Back in town, Anna and I decided what better way to end our day then with surprise, surprise, a massage. Lucky for me, Anna lovess massages as much as I do. We decided to patronize the Seeing Hands Massage Center ($3/hr) since doing so assures the blind masseuses a steady income. And my my my- after my shiatsu style massage was completed, I felt like I was light enough to fly. This was definitely the best massage I have gotten in my life by far! While tipping is not customary in Cambodia, I had to give a generous tip for the job well done. Anna was completely happy with her massage as well, and we both vowed to come back for another session the next day.
To top off our, "I'm feeling so daym good right now" feeling, we ordered a glass of red wine at dinner to go with our yummy curry meals. That night I fell asleep feeling thoroughly satisfied with the day's events.
Day 44, Temple Hopping
I don't remember the last time I had to get up so early. 4 freaking 30 was the time me and Anna agreed on to catch the sunrise at Angkor Wat. It was pitch dark outside when we hopped onto our tuk tuk with the same smiley eyed driver. Yet, some Cambodians were already setting up their various stalls, selling breakfast to early risers on their way to work.
When we got to Angkor Wat there were only a handful of other tourists hoping to capture a perfect shot of the sun rising above the ancient temple. Unfortunately, the guard wouldn't let us pass the gates until 6am so we had to settle for an outside view. As the sky started to change colors, Angkor Wat looked much more magical to me than it did the previous day. Anna and I could only imagine what life was like when Angkor Wat was functioning at its full splendor.

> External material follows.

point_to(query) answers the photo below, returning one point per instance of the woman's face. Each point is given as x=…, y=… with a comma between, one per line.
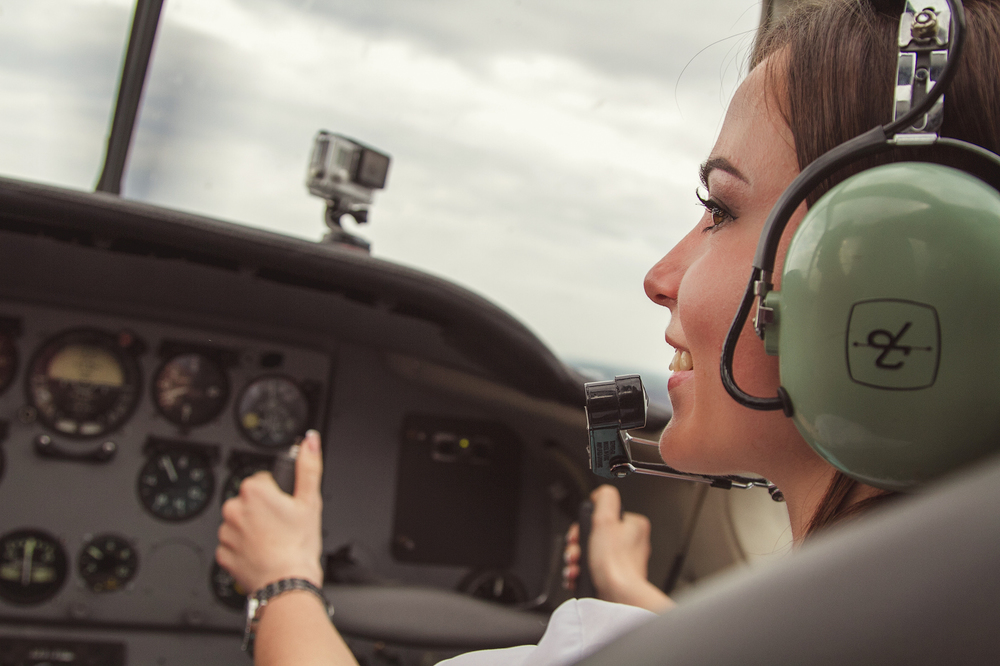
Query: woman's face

After munching down an overpriced omellete stuffed into a baguette, we departed for our next temple, Bayon. This temple featured huge towers carved with faces, one on each of the four sides. Since the crowds had not yet arrived, we were able to soak in the mysterious ambience that this temple offered. Next up were other temples in the Angkor Thom complex. One huge temple on the hill was being restored as were many others nearby. Sadly, many of the temples that had survived centuries of natural degradation were pillaged by the hands of the Khmer Rouge. And today our admission fees line the pockets of a local oil company (Sokimex), which undoubtedly limits the amount of restoration that should be done. Sigh.

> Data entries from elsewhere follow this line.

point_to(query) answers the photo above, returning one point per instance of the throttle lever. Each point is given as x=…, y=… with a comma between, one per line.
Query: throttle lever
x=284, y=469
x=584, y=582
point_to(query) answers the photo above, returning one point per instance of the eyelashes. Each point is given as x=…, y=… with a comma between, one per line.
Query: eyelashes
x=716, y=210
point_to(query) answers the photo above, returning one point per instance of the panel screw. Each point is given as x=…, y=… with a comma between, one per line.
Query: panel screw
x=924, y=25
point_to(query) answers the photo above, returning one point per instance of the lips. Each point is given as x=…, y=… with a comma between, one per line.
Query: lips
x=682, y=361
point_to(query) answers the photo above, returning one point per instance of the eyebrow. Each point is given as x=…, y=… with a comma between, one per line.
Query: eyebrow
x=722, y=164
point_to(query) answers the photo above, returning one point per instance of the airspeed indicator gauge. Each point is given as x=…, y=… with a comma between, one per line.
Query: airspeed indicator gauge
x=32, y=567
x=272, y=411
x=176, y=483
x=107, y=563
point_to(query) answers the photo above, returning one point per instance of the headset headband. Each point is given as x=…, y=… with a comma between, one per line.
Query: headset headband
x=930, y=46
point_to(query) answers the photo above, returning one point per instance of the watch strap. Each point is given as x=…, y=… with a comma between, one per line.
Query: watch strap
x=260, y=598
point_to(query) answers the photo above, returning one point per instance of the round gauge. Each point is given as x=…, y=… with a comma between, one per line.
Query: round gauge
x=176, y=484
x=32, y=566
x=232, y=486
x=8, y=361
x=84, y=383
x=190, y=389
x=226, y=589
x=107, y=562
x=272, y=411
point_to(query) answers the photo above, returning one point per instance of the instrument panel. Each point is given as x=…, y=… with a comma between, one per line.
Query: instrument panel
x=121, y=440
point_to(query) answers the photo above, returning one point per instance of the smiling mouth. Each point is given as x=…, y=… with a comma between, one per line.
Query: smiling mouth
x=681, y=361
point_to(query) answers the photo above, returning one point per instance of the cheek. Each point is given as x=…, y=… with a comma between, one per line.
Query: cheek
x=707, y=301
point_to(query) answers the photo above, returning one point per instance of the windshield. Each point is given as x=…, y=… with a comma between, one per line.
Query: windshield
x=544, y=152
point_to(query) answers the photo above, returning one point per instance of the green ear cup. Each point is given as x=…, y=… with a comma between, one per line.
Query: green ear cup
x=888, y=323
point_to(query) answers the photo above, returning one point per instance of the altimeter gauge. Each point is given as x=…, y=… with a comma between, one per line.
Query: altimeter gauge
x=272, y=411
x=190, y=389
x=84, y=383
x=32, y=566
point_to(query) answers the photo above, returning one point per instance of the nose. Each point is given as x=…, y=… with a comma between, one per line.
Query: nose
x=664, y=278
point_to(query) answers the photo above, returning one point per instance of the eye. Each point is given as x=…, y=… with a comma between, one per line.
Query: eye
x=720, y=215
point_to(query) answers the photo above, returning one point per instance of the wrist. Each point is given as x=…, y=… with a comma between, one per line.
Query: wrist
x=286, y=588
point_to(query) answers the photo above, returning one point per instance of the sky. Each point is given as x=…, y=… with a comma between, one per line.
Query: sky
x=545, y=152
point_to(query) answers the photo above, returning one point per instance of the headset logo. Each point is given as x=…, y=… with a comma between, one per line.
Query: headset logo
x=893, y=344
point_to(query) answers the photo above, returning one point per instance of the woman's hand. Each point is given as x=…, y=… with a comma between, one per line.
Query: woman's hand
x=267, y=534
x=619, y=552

By noon, the two of us managed to tour four other sites including the famous Ta Prohm temple where trees have overtaken parts of the temple walls.
Temple touring was more exhausting than I thought. When we got up from our cat nap, we went to the Land Mine Museum located on the outskirts of town. The museum was small, but loaded with information on landmines still littered all over Cambodia. The museum proprietor is a man named Aki Ra, who has bravely cleared hundreds of landmines. This selfless soul also runs a home adjacent to the museum for teenage boys that have been injured in land mine accidents.
Going to the landmine museum was definitely an emotional experience. Being in Cambodia, you can't go a day without seeing people who have lost a limb to these atrocious devices. I was ashamed to learn that America, along with Russia and China are the world's leading producers of landmines. The only thing I could do at the time was to make a small donation.
After eating a not-so-good dinner at the Green Bamboo, Anna and I went to bed early again. Tomorrow we would head to Battambang Cambodia's second largest city.